Avec cet ingénieux tour de passe-passe, Juliette Oury intervertit les rôles pour mieux moquer et dénoncer les tabous qui pèsent encore sur la sexualité. Premier roman d'apprentissage, Dès que sa bouche fut pleine questionne aussi notre rapport au désir. Comment découvrir son propre plaisir, le cultiver et s'affranchir du cadre défini par la société ?
Un long chemin à parcourir pour Laetitia. D'abord réservée et sceptique, elle se laisse peu à peu gagner par son désir, d'un cours de cuisine à l'autre. Au fil de ses rencontres, la jeune femme repouse un peu plus ses limites, s'émancipe et se rapproche du graal : "le goût, le plaisir, la puissance". Mais Juliette Oury n'en oublie pas le coût de la liberté : pour Laetitia, la découverte de l'interdit s'accompagne aussi d'une stigmatisation, voire d'un rejet de la part de ses proches. Le prix de sa liberté.

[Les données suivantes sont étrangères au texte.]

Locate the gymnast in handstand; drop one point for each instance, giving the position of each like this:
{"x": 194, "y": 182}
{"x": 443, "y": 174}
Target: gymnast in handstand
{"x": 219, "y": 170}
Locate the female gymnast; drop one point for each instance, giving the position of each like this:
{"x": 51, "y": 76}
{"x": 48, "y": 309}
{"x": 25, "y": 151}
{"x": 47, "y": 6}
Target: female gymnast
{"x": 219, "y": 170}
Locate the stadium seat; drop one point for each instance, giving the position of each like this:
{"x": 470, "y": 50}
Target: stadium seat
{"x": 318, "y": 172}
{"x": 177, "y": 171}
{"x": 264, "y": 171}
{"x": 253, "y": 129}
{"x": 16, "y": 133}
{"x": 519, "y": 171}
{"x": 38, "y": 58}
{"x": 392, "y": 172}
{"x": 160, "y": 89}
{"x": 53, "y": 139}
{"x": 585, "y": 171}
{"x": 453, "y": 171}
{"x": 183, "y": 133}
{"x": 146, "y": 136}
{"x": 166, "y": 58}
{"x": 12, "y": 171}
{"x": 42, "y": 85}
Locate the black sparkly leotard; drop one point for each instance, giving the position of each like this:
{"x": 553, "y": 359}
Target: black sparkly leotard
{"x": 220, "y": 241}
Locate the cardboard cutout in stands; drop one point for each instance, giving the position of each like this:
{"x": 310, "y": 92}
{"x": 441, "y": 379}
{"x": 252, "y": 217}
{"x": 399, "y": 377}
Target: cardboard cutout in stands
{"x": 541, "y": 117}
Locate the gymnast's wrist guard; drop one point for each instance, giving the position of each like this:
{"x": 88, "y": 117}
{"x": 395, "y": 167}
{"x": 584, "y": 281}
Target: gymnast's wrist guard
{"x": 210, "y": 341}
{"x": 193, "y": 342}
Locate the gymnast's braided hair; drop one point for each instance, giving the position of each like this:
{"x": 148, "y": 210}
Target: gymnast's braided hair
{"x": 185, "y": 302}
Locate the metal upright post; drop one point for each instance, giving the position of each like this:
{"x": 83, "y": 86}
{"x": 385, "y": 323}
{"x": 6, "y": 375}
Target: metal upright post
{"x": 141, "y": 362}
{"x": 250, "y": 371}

Dès que sa bouche fut pleine, Juliette Oury (Flammarion - 272 pages - 19€, parution le 23 août 2023).
Extrait :
“La nourriture était un sujet tellement tabou chez eux. A la maison, elle entendait des récits de jeunes gens dévoyés qui “mangeaient avec n’importe qui” ou qui “grignotaient à droite, à gauche”, et elle imaginait des jeunes femmes aux traits flous happant, au-dessus de leurs épaules, des aliments dressés entre des doigts douteux. Quant à l’éducation culinaire, sa mère avait attendu le jour où elle s’apprêtait à quitter le nid familial pour lui rappeler, dans un souffle, alors que son père était déjà descendu charger ses grosses valises dans la voiture, qu’elle ne devait surtout pas oublier de se faire livrer des barres sustensives pour ne pas mourir de faim.” (Dès que sa bouche fut pleine, p. 20)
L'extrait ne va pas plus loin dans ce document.